筆者知り合いの保険会社担当者によれば、「追突事故で被害者側に過失が認められるケースは、前方車両が不要な急ブレーキをかけた場合や、夜間に無灯火で停車していた場合、ブレーキランプが故障していた場合、駐停車禁止の場所に停まっていた場合などが挙げられます。

こういったケースでは、追突された側にも10~20%程度の過失が認められることがあり、違反点数が加点される可能性もあります。」とのこと。

つまり、駐車禁止の場所に停まっている際に追突された場合を考えてみると、被害者側にも過失割合が付き、駐車違反が成立して違反点数が加点される可能性もあるということです。

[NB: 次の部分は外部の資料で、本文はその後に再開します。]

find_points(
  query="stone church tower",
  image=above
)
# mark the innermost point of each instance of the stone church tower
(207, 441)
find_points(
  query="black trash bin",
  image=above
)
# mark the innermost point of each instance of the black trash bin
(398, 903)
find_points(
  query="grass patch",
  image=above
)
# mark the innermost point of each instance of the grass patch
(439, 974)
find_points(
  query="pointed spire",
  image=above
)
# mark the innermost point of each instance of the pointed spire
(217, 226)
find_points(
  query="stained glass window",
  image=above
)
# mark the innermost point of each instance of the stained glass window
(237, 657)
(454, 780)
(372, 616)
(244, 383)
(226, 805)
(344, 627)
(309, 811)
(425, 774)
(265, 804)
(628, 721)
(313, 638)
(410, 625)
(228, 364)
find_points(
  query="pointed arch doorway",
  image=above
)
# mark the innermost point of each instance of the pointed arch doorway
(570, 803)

もちろん、追突された側の運転方法や駐車方法に何の問題もなければ、追突した側に全過失が認められ、被害者に違反点数が加点されることはありません。

しかし、被害者側にも過失が認められ、違反点数が加点された場合、更新時にゴールド免許ではなくなり、反則金も科されるため注意が必要です。

ちなみに、”過失割合”は示談金額にも大きく影響を与える要素でもあるため、加害者側は被害者側の過失を主張してくる可能性もあります。加害者側の主張に納得がいかない場合、弁護士に相談するなどして、厳密な過失割合を算出してもらいましょう。